Bill cambiaba el peso del cuerpo de un pie a otro, impaciente, mientras el señor Keene buscaba en el mostrador trasero. Aunque no tardó más de cinco minutos, el chico tuvo la sensación de que había tardado un siglo en volver con una de esas botellas de plástico flexible que usaba Eddie. Se lo entregó a Bill, diciendo:
—Esto debería solucionar el problema.
—G-g-gracias —dijo Bill—. No tttengo d-d-d…
—No importa, hijo. La señora Kaspbrak tiene cuenta. Se lo anotaré. Ella te estará agradecida por lo que has hecho.
Bill, muy aliviado, dio las gracias al señor Keene y se marchó a toda prisa. El farmacéutico abandonó el mostrador para observarlo. Vio que Bill arrojaba el inhalador en el cestillo y subía torpemente a la bicicleta. ¿Es posible que domine semejante bicicleta? —se preguntó—. Lo dudo. Lo dudo mucho. Pero el chico Denbrough se las compuso para ponerla en marcha sin caer de cabeza y se alejó pedaleando lentamente. La bicicleta, que a los ojos del señor Keene era un mal chiste, se balanceaba descabelladamente mientras el inhalador rodaba de un lado a otro en el cestillo.
El señor Keene sonrió un poquito. Si Bill hubiera visto esa sonrisa, habría confirmado su opinión de que el señor Keene no era, exactamente, el campeón de la simpatía. Era una sonrisa agria, la del hombre que ha encontrado mucho que cuestionarse pero muy poco que enaltecer en el género humano. Sí, agregaría la medicación para el asma a la cuenta de Sonia Kaspbrak y ella, como siempre, se sorprendería (con más suspicacia que gratitud) de su bajo precio. Otros medicamentos eran tan caros, decía. La señora Kaspbrak, como el señor Keene sabía muy bien, era de las que no confían en las cosas baratas para curarse. Él habría podido esquilmarla en cada compra de Hydrox para su hijo y a veces sentía la tentación de hacerlo, pero ¿a qué participar en la estupidez de esa mujer? Después de todo, él no pasaba hambre.

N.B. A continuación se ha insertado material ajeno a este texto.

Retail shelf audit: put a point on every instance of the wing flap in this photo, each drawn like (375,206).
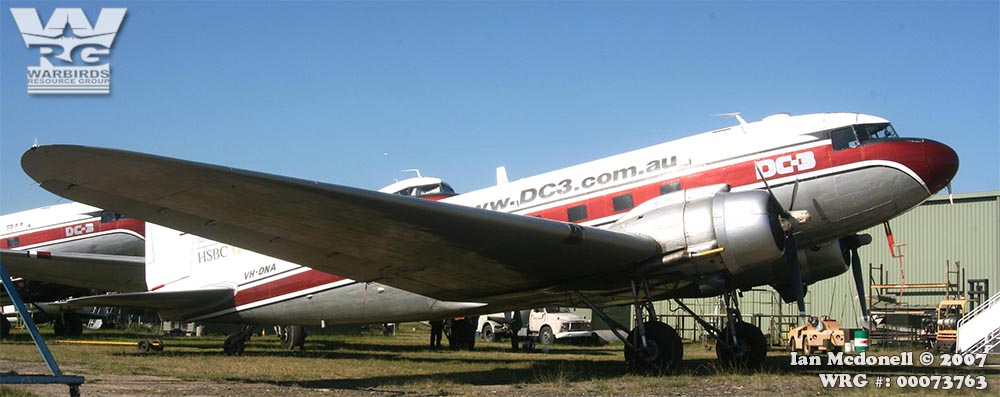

¿Barato? Claro que sí. Hydrox Vaporizador (Tómese a discreción, decía claramente la etiqueta que él pegaba a cada frasco) era maravillosamente barato, pero hasta la señora Kaspbrak admitía que mitigaba bastante bien las crisis de asma de su hijo, a pesar de eso. Era barato porque no era otra cosa que una combinación de hidrógeno y oxígeno, con un toque de alcanfor para dar al rocío un leve gusto a medicina.